Au programme : des cours de culture générale en ligne, des interviews et des conférences ouverts aux adhérents du RN, d’une part, et une formation en présentiel à destination des futurs cadres, d’autre part. Le tout pour « donner au Rassemblement national les moyens de devenir un parti de masse face au bloc élitaire » pour reprendre les mots de son futur directeur.

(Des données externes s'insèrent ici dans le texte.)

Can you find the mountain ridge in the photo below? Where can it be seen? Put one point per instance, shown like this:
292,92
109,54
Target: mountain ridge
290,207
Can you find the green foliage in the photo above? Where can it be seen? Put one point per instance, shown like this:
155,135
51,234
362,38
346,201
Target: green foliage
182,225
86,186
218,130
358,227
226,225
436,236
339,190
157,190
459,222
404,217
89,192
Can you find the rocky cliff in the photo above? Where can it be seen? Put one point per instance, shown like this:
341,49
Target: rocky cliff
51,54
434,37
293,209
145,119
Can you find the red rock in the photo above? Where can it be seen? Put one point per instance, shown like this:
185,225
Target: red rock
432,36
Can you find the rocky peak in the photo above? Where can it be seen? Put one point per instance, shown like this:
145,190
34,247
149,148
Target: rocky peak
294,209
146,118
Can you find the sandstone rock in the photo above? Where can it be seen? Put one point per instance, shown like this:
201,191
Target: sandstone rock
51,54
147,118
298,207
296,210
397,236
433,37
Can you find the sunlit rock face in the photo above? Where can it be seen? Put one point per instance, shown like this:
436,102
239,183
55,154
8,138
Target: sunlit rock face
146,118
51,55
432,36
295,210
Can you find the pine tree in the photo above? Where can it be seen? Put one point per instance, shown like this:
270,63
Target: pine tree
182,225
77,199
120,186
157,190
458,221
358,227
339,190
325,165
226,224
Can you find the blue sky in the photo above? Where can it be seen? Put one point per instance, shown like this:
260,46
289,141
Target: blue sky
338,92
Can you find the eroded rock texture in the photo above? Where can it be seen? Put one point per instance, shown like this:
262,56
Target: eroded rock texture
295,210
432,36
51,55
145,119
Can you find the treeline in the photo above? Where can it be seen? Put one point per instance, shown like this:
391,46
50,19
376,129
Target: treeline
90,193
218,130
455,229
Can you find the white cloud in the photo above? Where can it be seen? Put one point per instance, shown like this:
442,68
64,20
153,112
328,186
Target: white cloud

Pour Erwan Lecoeur, l’objectif est avant tout « de faire savoir que le parti forme des gens sérieux, qui seront aptes à conquérir et exercer le pouvoir. » Le sociologue remarque qu’« habituellement la formation des militants au sein d’un parti politique ne se médiatise pas » et que le RN, ex-FN, a toujours entrepris de former ses militants, avec plus ou moins de réussite. L’ouverture de cette école est d’abord un signal envoyé en direction des électeurs pour les convaincre de la compétence des futurs cadres RN, sur lesquels s’appuiera Marine Le Pen dans sa conquête de l’Elysée.
Maîtriser les outils de la propagande 2.0
Au-delà du signal, Erwan Lecoeur soutient que cette école des cadres va permettre aux militants et aux élus RN de maîtriser les « outils de la propagande 2.0 » : « ils vont apprendre à gérer leurs réseaux sociaux, utiliser des éléments de langage, influencer l’opinion, manier le confusionnisme. »
Contrairement à ce que pourrait laisser entendre les artisans de l’école, pour ce spécialiste de l’extrême-droite, le « campus Héméra » n’a pas vocation à étoffer le corpus idéologique du parti. « L’école ne va pas déterminer la ligne idéologique du parti, elle va déterminer comment on s’exprime sur cette ligne. C’est une école pour apprendre à parler dans le poste. »
Le risque d’une « montée en gamme » à rebours du discours anti-élites ?
Le Rassemblement national doit-il craindre que la constitution d’une élite gouvernementale ne l’éloigne de son électorat, nourri au discours anti-élites ? Ce risque apparaît d’autant plus sérieux lorsqu’on sait que la sociologie du Rassemblement national contraste fortement avec celle de son électorat. Comme le rappelle la note de Terra Nova, le groupe RN à l’Assemblée nationale est composé aux deux tiers de cadres ou de professions intellectuelles supérieures, à l’instar des autres formations politiques.
Pourtant, selon Erwan Lecoeur, aucun risque que le RN ne devienne la cible d’une détestation anti-élites. Le sociologue et politologue spécialiste de l’extrême-droite explique que Marine Le Pen n’hésitera pas à invoquer sa base militante et électorale populaire et à présenter son école comme un moyen d’ascension sociale pour contrer tout procès en élitisme.